Al principio pensó que bromeaba. Pero, al ver que iba en serio, aceptó el reto. Llamó al elegido para que le informara de las necesidades del pueblo. Después de escuchar atentamente preguntó si creía en Dios. «No creo en un Dios que sólo ayuda a los ricos,» contestó. «Dejémoslo en manos del azar,» replicó el terrateniente. Y pidió que firmara un documento por el que se comprometía a jugar, en el casino, el dinero que le entregaba hasta que perdiera o llegara a la cantidad que necesitaba para mejorar la vida de los jornaleros. Como había ordenado al croupier que le dejara ganar no tuvo problema en alcanzar la suma deseada. Pero, cuando se vio con tanto dinero, olvidó la justicia, las necesidades del pueblo y la sociedad justa con la que soñaba cuando no tenía nada. Llamó a su familia y se largó. Pero no llegó muy lejos. El amigo, sintiéndose culpable, se dedicó a recorrer el mundo como un nuevo Edipo. «No es lo mismo predicar que dar trigo, concluyó”.

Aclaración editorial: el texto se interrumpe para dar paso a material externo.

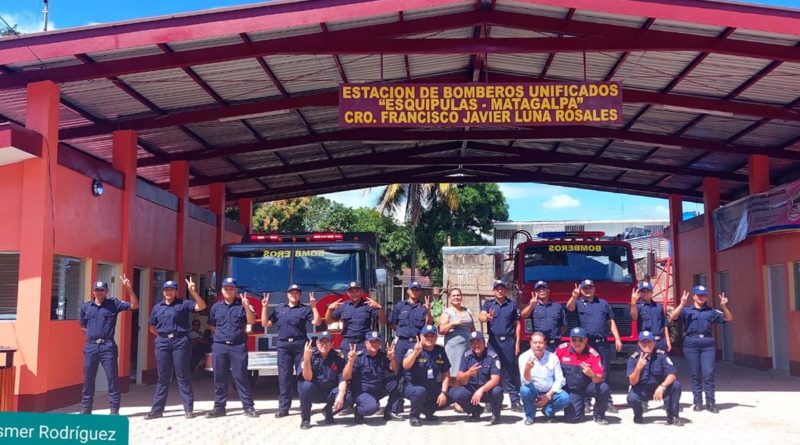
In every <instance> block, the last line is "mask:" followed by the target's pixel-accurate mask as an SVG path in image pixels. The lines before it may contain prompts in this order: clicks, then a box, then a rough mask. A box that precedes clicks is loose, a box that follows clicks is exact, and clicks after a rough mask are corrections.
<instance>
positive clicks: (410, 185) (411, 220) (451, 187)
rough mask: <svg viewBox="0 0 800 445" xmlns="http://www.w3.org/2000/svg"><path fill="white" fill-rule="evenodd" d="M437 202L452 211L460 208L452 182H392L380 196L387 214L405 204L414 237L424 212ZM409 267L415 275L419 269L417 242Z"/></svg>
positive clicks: (409, 226) (408, 226) (409, 224)
mask: <svg viewBox="0 0 800 445" xmlns="http://www.w3.org/2000/svg"><path fill="white" fill-rule="evenodd" d="M436 204H440V205H444V206H446V207H447V208H448V209H450V210H451V211H454V210H456V209H457V208H458V205H459V204H458V197H457V195H456V194H455V192H454V189H453V187H452V186H451V185H450V184H390V185H388V186H386V188H384V189H383V191H382V192H381V194H380V196H379V197H378V210H380V211H381V213H383V214H385V215H392V214H394V213H395V212H397V211H398V210H399V209H400V208H402V206H403V205H405V214H404V215H403V222H404V223H405V224H406V225H407V226H408V227H409V229H410V230H411V235H412V238H416V230H417V226H418V225H419V222H420V219H421V217H422V214H423V213H424V212H426V211H427V210H428V209H430V208H431V207H432V206H433V205H436ZM409 268H410V269H411V274H412V275H414V274H415V273H416V269H417V245H416V244H414V245H412V246H411V261H410V263H409Z"/></svg>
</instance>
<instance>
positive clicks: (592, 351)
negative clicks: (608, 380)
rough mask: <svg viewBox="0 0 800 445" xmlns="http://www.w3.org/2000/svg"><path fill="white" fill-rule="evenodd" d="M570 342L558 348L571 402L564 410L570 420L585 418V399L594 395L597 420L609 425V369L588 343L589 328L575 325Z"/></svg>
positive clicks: (558, 359)
mask: <svg viewBox="0 0 800 445" xmlns="http://www.w3.org/2000/svg"><path fill="white" fill-rule="evenodd" d="M569 339H570V341H569V343H563V344H561V346H559V347H558V349H556V356H557V357H558V361H559V362H561V369H562V371H563V372H564V378H565V379H566V382H567V383H566V385H564V389H565V390H566V391H567V392H568V393H569V402H570V403H569V405H567V408H566V409H565V410H564V415H565V417H566V418H567V421H570V422H580V421H582V420H583V410H584V403H585V402H584V400H585V399H586V398H588V397H594V398H595V403H594V421H595V422H596V423H598V424H600V425H608V421H607V420H606V408H607V407H608V400H609V397H611V390H610V389H609V387H608V384H606V383H604V382H603V374H604V373H605V369H604V368H603V364H602V362H601V360H600V354H599V353H598V352H597V351H596V350H595V349H594V348H592V347H591V346H589V345H588V343H587V341H588V338H587V337H586V331H585V330H584V329H583V328H580V327H578V328H573V329H572V330H571V331H570V333H569Z"/></svg>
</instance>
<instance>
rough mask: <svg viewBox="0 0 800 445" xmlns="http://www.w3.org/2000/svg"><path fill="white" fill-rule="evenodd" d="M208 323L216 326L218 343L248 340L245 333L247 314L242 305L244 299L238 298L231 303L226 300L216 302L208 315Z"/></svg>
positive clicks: (240, 342) (237, 341) (213, 325)
mask: <svg viewBox="0 0 800 445" xmlns="http://www.w3.org/2000/svg"><path fill="white" fill-rule="evenodd" d="M208 324H209V325H211V326H214V327H215V328H216V330H215V331H214V342H216V343H225V342H232V343H234V344H238V343H243V342H244V341H245V340H247V334H246V333H245V327H246V326H247V314H246V313H245V310H244V306H242V300H240V299H238V298H236V299H234V300H233V303H231V304H227V303H225V300H222V301H218V302H217V303H214V306H211V312H210V313H209V315H208Z"/></svg>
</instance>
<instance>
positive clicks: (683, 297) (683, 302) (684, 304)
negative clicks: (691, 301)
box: [681, 291, 689, 306]
mask: <svg viewBox="0 0 800 445" xmlns="http://www.w3.org/2000/svg"><path fill="white" fill-rule="evenodd" d="M687 301H689V292H688V291H683V295H681V306H685V305H686V302H687Z"/></svg>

Me recluí en este faro con mis libros como único equipaje. Por eso sé que nuestras erróneas opiniones sobre los seres humanos son debidas a la ignorancia. Y no puedes escudarte en tu escasa experiencia porque en los libros hay millones de años de experiencia. Si su amigo hubiese leído las palabras de Adimando, un joven del siglo V antes de Cristo: “Si alguno combate la injusticia es porque la cobardía, la vejez o cualquiera otra debilidad le hacen impotente para obrar mal”, no se habría arriesgado.
¿Quién alimentará esta vez tu espíritu? De nuevo nuestro amigo Nietzsche: “Toda la moral hasta ahora enseñada, venerada y predicada se dirige, por el contrario, precisamente contra los instintos de la vida, – es una condena a veces encubierta, a veces ruidosa e insolente, de esos instintos. La vida acaba donde comienza el reino de Dios”. Y, ¿dónde empieza? En Grecia y Roma. Si quieres resarcirte de un error que dura más de dos mil años o, simplemente, conocer cómo era la vida antes del “reino de Dios”, recorre las calles de Atenas de la mano de nuestro amigo Pausanias, acompaña al Olimpo a nuestro amigo Homero, escucha los desternillantes diálogos de nuestro amigo Luciano, recita los versos eróticos de Catulo, Marcial y Ovidio o calma tus deseos con las sensuales estatuas de Fidias, Praxíteles y Lisipo. Podrás comprobar por ti mismo que la vida estaba oculta, no muerta.